Маме пришлось много перестрадать. Мучительным путем стали для нее эти шестьдесят километров. Голодная без сил, с растертыми до крови ногами тащилась бедная старуха, ведя мальчика. В деревне Бурлюк (теперь село Вилино) их накормили сердобольные люди, позволили переночевать в саду, на траве. Едва живые дотащились мама с Женей до Альмы. И что же? Родственники приняли Воронцовых очень скверно, а о маме и говорить не приходилось. Мама сразу поняла что оставаться тут нельзя, взяла за руку мальчика и ушла. Стала бедная мама на дороге в горестном раздумье, не зная, что делать. Возле нее остановилась проходившая мимо женщина и спросила:

- Откуда вы?

- Из Севастополя, - ответила мама и рассказала о своем безвыходном положении.

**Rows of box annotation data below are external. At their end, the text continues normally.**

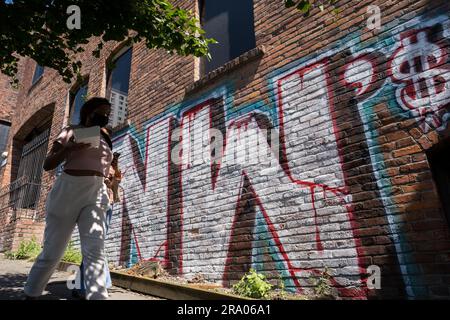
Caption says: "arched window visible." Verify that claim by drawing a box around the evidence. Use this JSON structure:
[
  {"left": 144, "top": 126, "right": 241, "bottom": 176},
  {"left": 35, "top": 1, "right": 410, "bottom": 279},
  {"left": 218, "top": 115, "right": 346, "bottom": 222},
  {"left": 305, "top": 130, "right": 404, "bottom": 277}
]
[
  {"left": 69, "top": 81, "right": 88, "bottom": 124},
  {"left": 107, "top": 48, "right": 132, "bottom": 128},
  {"left": 199, "top": 0, "right": 256, "bottom": 74},
  {"left": 31, "top": 64, "right": 44, "bottom": 85}
]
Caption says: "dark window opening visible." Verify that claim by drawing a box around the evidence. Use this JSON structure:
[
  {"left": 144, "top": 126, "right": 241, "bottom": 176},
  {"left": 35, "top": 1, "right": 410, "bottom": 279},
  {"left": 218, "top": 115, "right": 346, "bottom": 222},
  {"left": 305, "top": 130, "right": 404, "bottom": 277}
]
[
  {"left": 107, "top": 48, "right": 133, "bottom": 128},
  {"left": 199, "top": 0, "right": 256, "bottom": 74},
  {"left": 0, "top": 120, "right": 11, "bottom": 155},
  {"left": 31, "top": 64, "right": 44, "bottom": 85},
  {"left": 10, "top": 126, "right": 50, "bottom": 209},
  {"left": 69, "top": 82, "right": 88, "bottom": 125},
  {"left": 427, "top": 140, "right": 450, "bottom": 225}
]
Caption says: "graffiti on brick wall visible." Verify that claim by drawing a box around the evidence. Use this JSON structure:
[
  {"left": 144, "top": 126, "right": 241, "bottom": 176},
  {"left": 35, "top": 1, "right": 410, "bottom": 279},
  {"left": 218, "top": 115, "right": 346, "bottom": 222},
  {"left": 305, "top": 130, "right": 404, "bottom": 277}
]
[{"left": 108, "top": 17, "right": 450, "bottom": 297}]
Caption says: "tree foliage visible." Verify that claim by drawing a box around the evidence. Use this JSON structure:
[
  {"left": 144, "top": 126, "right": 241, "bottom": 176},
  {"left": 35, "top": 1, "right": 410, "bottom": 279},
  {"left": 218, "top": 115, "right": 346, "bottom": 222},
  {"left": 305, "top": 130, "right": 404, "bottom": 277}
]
[
  {"left": 283, "top": 0, "right": 337, "bottom": 15},
  {"left": 0, "top": 0, "right": 215, "bottom": 83}
]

- Идемте ко мне, - предложила женщина, - живите пока у меня.

Она, эта простая колхозница Евфросинья Ивановна, накормила, напоила и уложила спать на своей кровати маму и мальчика. Народ вообще очень жалел севастопольцев и относился к ним с сочувствием и уважением.

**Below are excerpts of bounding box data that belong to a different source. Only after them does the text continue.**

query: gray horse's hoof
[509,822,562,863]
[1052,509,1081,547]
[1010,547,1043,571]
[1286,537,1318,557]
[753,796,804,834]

У меня же дела обстояли так. Марусю я взяла к себе. Она пролежала у меня три дня, ей становилось все хуже. Пришлось устроить ее в больницу. Дуняша осталась у меня. Каждый день мы навещали Марусю.

Тяжелое впечатление производила больница: раны и ожоги у больных не заживали из-за отсутствия питания и крайнего истощения организмов.

Мы с папой все еще пытались получить пропуск, но через неделю после ухода мамы окончательно убедились в бесплодности наших попыток. Надо было уходить и нам. Вещи, подаренные знакомыми, было решено оставить у Екатерины Дмитриевны, переселившейся ко мне в курятник. Дуняшу решили взять с собой в Альму и отвести к Воронцовым, о чем договорились с Марусей. Но что делать с папой, ведь он не может идти!

Я целыми днями ходила по городу и останавливалась возле машин, если за рулем сидел русский шофер.